For more information about scanner, see the Data Catalog user guide.

Check creation of data table

It may take several seconds to minutes to create a table with a scanner. In the table list on the left, you can search to verify whether a table with the storage bucket name specified in the access log settings has been created.

3. Use template query to analyze access log data

Use provided template queries to analyze the access log data.
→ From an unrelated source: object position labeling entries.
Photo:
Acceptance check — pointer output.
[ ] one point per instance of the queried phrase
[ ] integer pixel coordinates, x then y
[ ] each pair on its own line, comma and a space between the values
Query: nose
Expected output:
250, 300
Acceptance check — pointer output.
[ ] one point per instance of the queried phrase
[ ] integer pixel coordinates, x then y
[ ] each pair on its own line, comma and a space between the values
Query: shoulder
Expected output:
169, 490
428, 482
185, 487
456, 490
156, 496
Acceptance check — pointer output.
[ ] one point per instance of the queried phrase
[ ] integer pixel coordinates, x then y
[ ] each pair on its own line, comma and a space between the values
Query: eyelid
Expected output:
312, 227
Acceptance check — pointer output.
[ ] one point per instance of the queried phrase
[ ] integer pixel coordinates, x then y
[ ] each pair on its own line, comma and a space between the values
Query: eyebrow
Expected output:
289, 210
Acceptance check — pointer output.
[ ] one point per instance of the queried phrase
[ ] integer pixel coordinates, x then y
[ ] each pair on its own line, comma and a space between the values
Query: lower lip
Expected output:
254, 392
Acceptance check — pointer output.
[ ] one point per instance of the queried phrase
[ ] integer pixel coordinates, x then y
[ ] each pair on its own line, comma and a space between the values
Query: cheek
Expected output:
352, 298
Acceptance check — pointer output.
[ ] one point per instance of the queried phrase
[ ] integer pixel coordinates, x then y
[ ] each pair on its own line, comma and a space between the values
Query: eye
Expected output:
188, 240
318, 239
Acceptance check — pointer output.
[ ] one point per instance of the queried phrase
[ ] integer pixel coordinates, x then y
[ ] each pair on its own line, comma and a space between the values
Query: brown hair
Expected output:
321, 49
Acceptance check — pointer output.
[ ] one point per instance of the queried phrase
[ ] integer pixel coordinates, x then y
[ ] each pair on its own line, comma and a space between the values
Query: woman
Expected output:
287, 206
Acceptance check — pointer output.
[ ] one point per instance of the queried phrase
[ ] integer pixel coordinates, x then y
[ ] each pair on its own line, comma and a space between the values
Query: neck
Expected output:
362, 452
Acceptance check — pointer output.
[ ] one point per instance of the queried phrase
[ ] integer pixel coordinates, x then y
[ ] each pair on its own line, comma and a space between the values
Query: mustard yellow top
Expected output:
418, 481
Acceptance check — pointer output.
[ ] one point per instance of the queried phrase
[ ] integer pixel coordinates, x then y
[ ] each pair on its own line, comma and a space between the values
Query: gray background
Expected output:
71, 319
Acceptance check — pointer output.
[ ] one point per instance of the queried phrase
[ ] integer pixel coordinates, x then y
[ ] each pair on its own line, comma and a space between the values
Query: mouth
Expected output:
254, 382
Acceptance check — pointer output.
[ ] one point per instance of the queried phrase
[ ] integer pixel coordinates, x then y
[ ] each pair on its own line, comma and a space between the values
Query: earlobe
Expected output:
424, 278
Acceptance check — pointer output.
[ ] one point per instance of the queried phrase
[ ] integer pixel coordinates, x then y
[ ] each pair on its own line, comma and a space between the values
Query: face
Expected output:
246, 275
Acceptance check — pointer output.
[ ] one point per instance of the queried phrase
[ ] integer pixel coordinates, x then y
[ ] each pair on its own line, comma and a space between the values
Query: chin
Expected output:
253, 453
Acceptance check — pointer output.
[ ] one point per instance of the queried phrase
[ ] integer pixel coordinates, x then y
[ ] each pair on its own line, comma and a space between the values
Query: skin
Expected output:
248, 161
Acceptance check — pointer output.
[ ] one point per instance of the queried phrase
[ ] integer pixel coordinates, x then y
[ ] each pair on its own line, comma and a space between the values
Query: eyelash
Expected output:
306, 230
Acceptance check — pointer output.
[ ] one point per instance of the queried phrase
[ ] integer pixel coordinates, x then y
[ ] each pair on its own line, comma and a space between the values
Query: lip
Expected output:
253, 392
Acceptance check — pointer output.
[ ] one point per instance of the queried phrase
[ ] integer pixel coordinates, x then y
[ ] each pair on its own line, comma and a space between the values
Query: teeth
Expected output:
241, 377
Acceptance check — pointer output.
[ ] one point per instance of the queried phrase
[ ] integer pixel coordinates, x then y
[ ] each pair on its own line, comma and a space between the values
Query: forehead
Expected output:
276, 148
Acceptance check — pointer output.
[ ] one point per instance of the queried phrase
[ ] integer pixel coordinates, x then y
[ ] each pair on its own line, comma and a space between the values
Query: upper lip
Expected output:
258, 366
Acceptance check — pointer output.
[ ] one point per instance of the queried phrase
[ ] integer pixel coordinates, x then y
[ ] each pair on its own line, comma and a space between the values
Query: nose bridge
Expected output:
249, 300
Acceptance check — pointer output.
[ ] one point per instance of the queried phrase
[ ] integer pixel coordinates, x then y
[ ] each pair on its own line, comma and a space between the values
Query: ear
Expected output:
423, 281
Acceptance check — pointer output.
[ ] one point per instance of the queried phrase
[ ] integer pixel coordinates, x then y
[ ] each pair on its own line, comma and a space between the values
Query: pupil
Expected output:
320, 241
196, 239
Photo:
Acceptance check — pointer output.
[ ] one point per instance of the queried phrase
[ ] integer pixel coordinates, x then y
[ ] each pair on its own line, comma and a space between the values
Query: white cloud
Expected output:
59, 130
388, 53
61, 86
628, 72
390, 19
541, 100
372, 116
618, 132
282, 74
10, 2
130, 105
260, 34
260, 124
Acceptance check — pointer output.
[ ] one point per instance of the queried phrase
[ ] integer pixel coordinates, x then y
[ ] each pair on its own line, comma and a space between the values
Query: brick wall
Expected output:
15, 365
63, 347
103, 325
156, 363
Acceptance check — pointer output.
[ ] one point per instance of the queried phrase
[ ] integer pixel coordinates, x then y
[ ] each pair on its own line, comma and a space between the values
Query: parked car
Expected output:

You can run queries through the console editor, BI, or CLI, or integrate with the user application business logics using JDBC or SDK.

CLI user guide : How to connect and use CLI.
JDBC user guide : Supports DB tool and BI connection.
SDK user guide : Integrates with user application.
External BI connection guide : Integrates with BIs, such as Superset and Zeppelin.

Create VIEW table

To use template queries, run the following query to create a VIEW table: Instead of creating a VIEW table, you can use the scanned data table name in the template query to see the same result.

CREATE OR REPLACE VIEW 
  "data_catalog"."default"."bucket_access_log"
AS SELECT *
FROM
  "data_catalog"."default"."scanned_table"; -- replace database/table name with yours

Provided template query

View data for certain period (Range query)

SELECT
  date_trunc('second', from_unixtime(CAST(timestamp_start AS BIGINT) / 1000.0) 
    AT TIME ZONE 'Asia/Seoul') AS log_time,
  remote_user,
  request_method,
  request_type,
  status,
  object_name,
  response_length
FROM
  data_catalog.default.bucket_access_log
WHERE
  from_unixtime(CAST(timestamp_start AS BIGINT) / 1000.0) AT TIME ZONE 'Asia/Seoul'
    BETWEEN TIMESTAMP '2025-01-01 00:00:00 Asia/Seoul'
        AND TIMESTAMP '2025-12-31 23:59:59 Asia/Seoul'
ORDER BY
  log_time;

Top 10 most accessed objects

SELECT
  object_name,
  COUNT(*) AS access_count
FROM
  data_catalog.default.bucket_access_log
WHERE 
  object_name IS NOT NULL
GROUP BY
  object_name
ORDER BY
  access_count DESC
LIMIT 10;

Top 10 most accessed remote_user (including access_key type)

SELECT
  remote_user,
  COUNT(*) AS request_count
FROM
  data_catalog.default.bucket_access_log
GROUP BY
  remote_user
ORDER BY
  request_count DESC
LIMIT 10;

Request distribution by HTTP status code

SELECT
  status,
  COUNT(*) AS request_count
FROM
  data_catalog.default.bucket_access_log
GROUP BY
  status
ORDER BY
  request_count DESC;

Number of request by method per 10 minutes

SELECT
  from_unixtime(floor(CAST(timestamp_start AS DOUBLE) / 1000.0 / 600.0) * 600.0)
    AT TIME ZONE 'Asia/Seoul' AS time_slot,
  request_method,
  COUNT(*) AS request_count
FROM
  data_catalog.default.bucket_access_log
GROUP BY
  1, request_method
ORDER BY
  1;

Maximum traffic by time period (peak time)

SELECT
  date_trunc('hour', from_unixtime(CAST(timestamp_start AS BIGINT) / 1000.0) 
    AT TIME ZONE 'Asia/Seoul') AS hour_slot,
  COUNT(*) AS access_count
FROM
  data_catalog.default.bucket_access_log
GROUP BY
  date_trunc('hour', from_unixtime(CAST(timestamp_start AS BIGINT) / 1000.0) 
    AT TIME ZONE 'Asia/Seoul')
ORDER BY
  access_count DESC
LIMIT 5;

BI use examples

You can visualize the data tables you created and template queries with BI tools, such as Superset. For more information on how to integrate with external BIs, see the Data Query BI integration guide.

Example: Access volume trend chart, traffic analysis by time period, top requested objects dashboard, etc.